Deep learning-enabled multiplexed point-of-care sensor using a paper-based fluorescence vertical flow assay
Artem Goncharov, Hyou-Arm Joung, Rajesh Ghosh, Gyeo-Re Han, Zachary S., Ballard, Quinn Maloney, Alexandra Bell, Chew Tin Zar Aung, Omai B. Garner,, Dino Di Carlo, Aydogan Ozcan

TL;DR
This paper presents a low-cost, paper-based multiplexed sensor for rapid cardiac biomarker detection at point-of-care, utilizing neural networks for quantification within 15 minutes, suitable for resource-limited settings.
Contribution
It introduces a novel paper-based fluorescence vertical flow assay combined with neural network inference for multiplexed biomarker detection at point-of-care.
Findings
Achieved <0.52 ng/mL detection limit for all biomarkers
High correlation (>0.9) with ground truth concentrations
Tested with 46 samples showing <15% CV
Abstract
We demonstrate multiplexed computational sensing with a point-of-care serodiagnosis assay to simultaneously quantify three biomarkers of acute cardiac injury.
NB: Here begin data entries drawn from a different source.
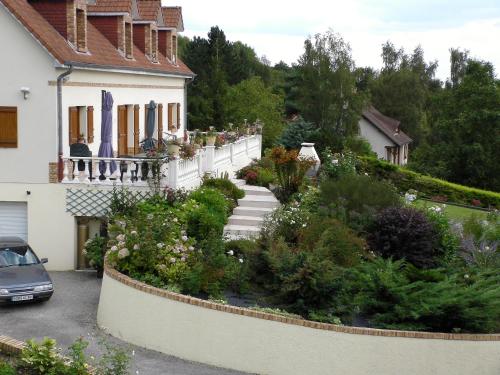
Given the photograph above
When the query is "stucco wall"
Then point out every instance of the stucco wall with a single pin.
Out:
(258, 343)
(51, 230)
(377, 140)
(84, 89)
(24, 63)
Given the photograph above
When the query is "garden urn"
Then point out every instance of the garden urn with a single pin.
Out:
(308, 152)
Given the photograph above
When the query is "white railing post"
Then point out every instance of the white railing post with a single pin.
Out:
(210, 158)
(173, 173)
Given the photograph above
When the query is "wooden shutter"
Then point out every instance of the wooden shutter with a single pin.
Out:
(74, 125)
(90, 124)
(160, 122)
(178, 116)
(136, 129)
(8, 127)
(122, 130)
(171, 126)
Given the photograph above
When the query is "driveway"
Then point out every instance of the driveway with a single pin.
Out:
(71, 313)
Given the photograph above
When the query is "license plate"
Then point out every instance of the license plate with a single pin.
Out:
(22, 298)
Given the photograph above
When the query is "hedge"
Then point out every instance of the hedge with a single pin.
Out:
(427, 187)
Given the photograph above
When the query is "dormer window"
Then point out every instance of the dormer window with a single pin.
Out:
(128, 40)
(81, 30)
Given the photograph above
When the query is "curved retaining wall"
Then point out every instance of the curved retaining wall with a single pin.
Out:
(257, 342)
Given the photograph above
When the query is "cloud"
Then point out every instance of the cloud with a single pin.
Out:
(278, 28)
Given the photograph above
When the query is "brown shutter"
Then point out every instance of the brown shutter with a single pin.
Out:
(160, 122)
(136, 129)
(170, 116)
(90, 124)
(74, 125)
(8, 127)
(178, 116)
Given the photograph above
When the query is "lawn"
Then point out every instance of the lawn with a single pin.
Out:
(453, 212)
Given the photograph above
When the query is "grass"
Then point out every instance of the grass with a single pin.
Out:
(453, 212)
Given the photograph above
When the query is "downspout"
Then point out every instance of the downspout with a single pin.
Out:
(60, 164)
(186, 83)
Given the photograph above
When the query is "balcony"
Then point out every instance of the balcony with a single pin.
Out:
(169, 172)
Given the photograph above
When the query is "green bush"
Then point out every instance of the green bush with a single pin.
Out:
(394, 295)
(355, 199)
(226, 187)
(405, 233)
(6, 369)
(427, 186)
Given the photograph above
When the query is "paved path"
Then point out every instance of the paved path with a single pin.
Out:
(71, 313)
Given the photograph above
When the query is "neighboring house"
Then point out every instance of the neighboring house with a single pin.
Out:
(57, 58)
(384, 136)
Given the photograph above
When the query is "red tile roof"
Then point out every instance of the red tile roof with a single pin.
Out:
(106, 6)
(172, 17)
(101, 53)
(149, 9)
(387, 125)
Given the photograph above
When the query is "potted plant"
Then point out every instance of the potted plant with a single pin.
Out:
(94, 251)
(173, 147)
(188, 151)
(211, 137)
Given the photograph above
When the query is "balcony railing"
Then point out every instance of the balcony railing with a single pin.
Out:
(171, 172)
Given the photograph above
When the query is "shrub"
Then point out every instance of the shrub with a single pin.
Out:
(226, 187)
(405, 233)
(394, 295)
(337, 165)
(290, 171)
(6, 369)
(42, 357)
(427, 186)
(356, 199)
(333, 240)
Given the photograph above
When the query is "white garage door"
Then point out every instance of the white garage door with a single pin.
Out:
(14, 219)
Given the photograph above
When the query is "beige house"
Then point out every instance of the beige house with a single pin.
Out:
(385, 137)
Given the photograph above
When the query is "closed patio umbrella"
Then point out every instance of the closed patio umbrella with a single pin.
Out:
(106, 147)
(149, 143)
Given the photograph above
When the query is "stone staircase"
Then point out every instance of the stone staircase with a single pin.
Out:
(248, 216)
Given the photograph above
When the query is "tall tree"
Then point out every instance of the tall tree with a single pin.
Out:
(403, 87)
(464, 140)
(327, 86)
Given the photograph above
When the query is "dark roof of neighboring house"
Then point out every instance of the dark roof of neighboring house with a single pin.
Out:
(387, 125)
(172, 17)
(102, 53)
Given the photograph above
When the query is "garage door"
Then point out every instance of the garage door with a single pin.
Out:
(14, 219)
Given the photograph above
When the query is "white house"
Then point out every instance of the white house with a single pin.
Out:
(57, 58)
(384, 136)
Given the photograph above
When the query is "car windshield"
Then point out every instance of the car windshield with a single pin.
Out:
(17, 256)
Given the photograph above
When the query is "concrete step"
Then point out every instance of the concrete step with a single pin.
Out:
(245, 220)
(252, 211)
(238, 182)
(241, 231)
(256, 190)
(258, 201)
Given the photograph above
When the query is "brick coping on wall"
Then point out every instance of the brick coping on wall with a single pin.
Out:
(114, 274)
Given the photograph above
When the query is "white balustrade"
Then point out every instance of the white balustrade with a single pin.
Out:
(177, 173)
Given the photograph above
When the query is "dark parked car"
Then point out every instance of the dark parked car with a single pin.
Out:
(22, 275)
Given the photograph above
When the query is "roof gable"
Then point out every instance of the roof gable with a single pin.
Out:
(387, 125)
(101, 52)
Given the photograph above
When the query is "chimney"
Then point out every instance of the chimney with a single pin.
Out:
(68, 17)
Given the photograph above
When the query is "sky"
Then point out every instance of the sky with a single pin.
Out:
(278, 28)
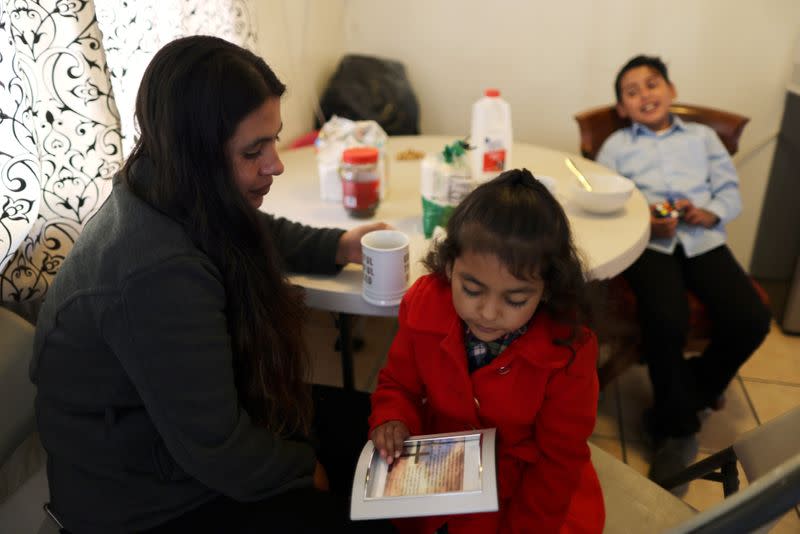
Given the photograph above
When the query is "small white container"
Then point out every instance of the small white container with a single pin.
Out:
(608, 195)
(491, 135)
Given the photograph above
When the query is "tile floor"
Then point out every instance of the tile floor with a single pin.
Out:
(767, 386)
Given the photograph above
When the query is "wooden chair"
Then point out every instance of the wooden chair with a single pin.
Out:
(595, 126)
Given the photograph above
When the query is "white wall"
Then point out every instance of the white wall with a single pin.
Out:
(302, 41)
(553, 59)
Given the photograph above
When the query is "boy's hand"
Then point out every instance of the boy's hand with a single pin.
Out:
(349, 249)
(388, 439)
(662, 226)
(700, 216)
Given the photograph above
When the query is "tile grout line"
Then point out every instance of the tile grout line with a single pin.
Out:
(770, 382)
(749, 400)
(620, 425)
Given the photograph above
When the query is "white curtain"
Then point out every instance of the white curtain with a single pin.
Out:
(62, 62)
(134, 31)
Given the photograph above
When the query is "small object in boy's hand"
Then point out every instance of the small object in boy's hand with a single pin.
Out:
(662, 210)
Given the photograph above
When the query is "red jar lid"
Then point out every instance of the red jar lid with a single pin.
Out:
(360, 154)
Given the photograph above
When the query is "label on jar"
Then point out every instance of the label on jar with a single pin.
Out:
(360, 196)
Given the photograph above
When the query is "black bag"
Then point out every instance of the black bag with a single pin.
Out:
(368, 88)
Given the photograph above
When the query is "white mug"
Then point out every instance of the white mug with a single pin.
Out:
(386, 267)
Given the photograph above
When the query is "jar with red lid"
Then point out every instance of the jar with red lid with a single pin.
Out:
(361, 181)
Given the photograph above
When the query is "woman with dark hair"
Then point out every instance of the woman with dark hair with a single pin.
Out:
(171, 371)
(495, 337)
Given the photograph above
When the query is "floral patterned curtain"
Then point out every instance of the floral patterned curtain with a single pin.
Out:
(59, 137)
(62, 62)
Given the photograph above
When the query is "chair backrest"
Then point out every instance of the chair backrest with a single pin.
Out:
(597, 124)
(634, 503)
(770, 457)
(16, 390)
(767, 446)
(753, 509)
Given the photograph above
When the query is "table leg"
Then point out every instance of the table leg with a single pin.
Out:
(346, 349)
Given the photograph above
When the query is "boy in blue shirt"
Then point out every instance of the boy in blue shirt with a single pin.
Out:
(686, 165)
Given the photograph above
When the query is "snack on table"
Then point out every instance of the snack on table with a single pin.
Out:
(410, 155)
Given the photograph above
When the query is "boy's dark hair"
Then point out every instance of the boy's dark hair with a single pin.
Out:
(515, 218)
(653, 62)
(193, 95)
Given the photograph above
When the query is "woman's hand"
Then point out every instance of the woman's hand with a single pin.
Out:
(321, 478)
(388, 439)
(663, 227)
(349, 250)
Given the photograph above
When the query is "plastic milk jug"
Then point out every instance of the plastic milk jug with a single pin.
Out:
(491, 136)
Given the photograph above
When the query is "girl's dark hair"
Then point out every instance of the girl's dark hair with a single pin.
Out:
(193, 95)
(515, 218)
(654, 62)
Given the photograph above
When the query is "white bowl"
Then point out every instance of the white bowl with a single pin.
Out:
(549, 182)
(609, 193)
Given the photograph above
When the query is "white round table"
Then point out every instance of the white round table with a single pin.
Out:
(608, 243)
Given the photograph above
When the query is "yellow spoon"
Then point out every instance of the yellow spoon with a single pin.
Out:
(581, 178)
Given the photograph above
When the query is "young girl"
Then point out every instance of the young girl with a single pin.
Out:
(493, 338)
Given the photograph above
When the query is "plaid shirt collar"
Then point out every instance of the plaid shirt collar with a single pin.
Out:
(481, 353)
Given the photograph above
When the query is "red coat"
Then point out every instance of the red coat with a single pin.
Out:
(543, 407)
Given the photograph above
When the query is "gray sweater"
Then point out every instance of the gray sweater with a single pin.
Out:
(136, 402)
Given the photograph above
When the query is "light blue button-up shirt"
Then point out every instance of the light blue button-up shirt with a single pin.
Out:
(686, 161)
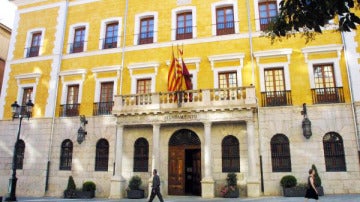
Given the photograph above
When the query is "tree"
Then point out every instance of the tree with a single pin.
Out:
(311, 15)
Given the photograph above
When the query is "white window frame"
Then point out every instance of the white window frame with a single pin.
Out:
(337, 48)
(21, 87)
(257, 14)
(65, 90)
(284, 65)
(98, 87)
(174, 14)
(29, 35)
(337, 71)
(138, 18)
(103, 26)
(135, 78)
(225, 3)
(72, 33)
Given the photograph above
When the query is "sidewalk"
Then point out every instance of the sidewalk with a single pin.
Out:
(327, 198)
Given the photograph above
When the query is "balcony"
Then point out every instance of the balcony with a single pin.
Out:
(276, 98)
(32, 51)
(102, 108)
(328, 95)
(77, 47)
(109, 42)
(146, 37)
(68, 110)
(265, 22)
(191, 100)
(225, 28)
(184, 33)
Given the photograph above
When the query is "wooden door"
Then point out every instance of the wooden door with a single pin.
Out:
(196, 157)
(176, 170)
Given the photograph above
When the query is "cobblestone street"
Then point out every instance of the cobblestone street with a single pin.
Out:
(328, 198)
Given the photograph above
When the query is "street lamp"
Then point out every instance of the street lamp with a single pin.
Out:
(306, 123)
(17, 112)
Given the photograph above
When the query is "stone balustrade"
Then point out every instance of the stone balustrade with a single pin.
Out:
(190, 100)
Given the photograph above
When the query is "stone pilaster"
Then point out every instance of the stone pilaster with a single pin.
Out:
(207, 183)
(117, 187)
(253, 183)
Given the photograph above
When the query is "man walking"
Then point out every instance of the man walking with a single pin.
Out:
(155, 187)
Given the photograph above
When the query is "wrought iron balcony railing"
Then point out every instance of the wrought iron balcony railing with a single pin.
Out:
(110, 42)
(327, 95)
(191, 99)
(276, 98)
(69, 110)
(32, 51)
(103, 108)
This point-of-care sensor includes a paper-based fluorescence vertical flow assay (fxVFA) processed by a low-cost mobile reader, which quantifies the target biomarkers through trained neural networks, all within <15 min of test time using 50 microliters of serum sample per patient. This fxVFA platform is validated using human serum samples to quantify three cardiac biomarkers, i.e., myoglobin, creatine kinase-MB (CK-MB) and heart-type fatty acid binding protein (FABP), achieving less than 0.52 ng/mL limit-of-detection for all three biomarkers with minimal cross-reactivity. Biomarker concentration quantification using the fxVFA that is coupled to neural network-based inference is blindly tested using 46 individually activated…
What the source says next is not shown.